Of course, it is _not_ a lot of work to maintain NetBSD/FreeBSD rc scripts, in
the majority of cases. They don't look like System 5 rc scripts at all.

* [http://cvsweb.netbsd.org/bsdweb.cgi/~checkout~/src/etc/rc.d/...](http://cvsweb.netbsd.org/bsdweb.cgi/~checkout~/src/etc/rc.d/lpd?rev=1.6&only_with_tag=MAIN)
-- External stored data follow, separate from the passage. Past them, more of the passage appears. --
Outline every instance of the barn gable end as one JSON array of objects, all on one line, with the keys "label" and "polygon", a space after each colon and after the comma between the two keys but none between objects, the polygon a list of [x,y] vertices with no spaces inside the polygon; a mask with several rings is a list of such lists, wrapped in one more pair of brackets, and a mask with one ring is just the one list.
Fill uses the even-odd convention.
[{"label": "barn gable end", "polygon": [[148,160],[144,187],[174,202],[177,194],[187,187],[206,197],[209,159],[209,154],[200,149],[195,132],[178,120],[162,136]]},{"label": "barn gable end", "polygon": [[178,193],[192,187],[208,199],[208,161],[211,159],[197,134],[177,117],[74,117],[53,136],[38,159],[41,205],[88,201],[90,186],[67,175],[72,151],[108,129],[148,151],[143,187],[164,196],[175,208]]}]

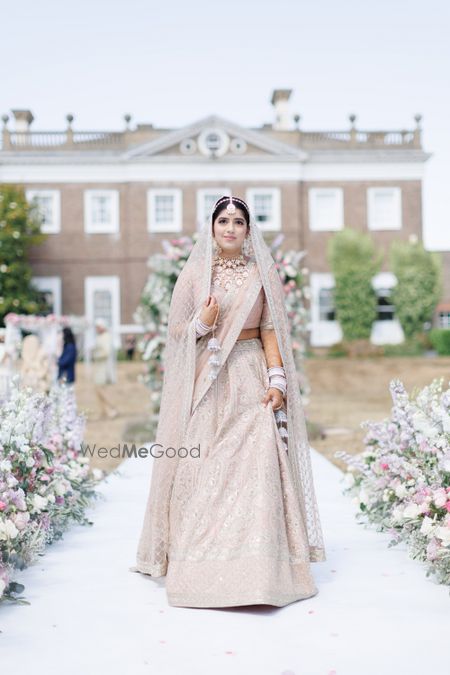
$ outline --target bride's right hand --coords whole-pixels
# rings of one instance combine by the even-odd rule
[[[202,310],[200,312],[200,321],[206,323],[207,326],[212,326],[216,320],[216,317],[219,313],[219,304],[214,297],[214,295],[208,295],[205,302],[202,305]]]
But you're making an unfounded assumption that because UbuntuBSD uses the
FreeBSD kernel, it will use the NetBSD/FreeBSD rc system. This is not the case
for Debian/kFreeBSD and I would be very surprised were it the case for this,
which is apparently an "Ubuntu/kFreeBSD" (as it were). Debian/kFreeBSD uses
the Linux System 5 rc system, which is very much _not_ "BSD init scripts".
This will very probably use that, too. So the fact that NetBSD/FreeBSD rc
scripts are a lot better organized than the Linux System 5 rc scripts that one
finds on Debian is scant comfort.

What might give more comfort is that there's no reason that nosh couldn't run
on UbuntuBSD. It can take systemd service/socket units and convert them to
native service bundles, which can be used on FreeBSD under nosh service
management.

* [http://homepage.ntlworld.com./jonathan.deboynepollard/Softwa...](http://homepage.ntlworld.com./jonathan.deboynepollard/Softwares/nosh/worked-example.html)

It would be interesting to try.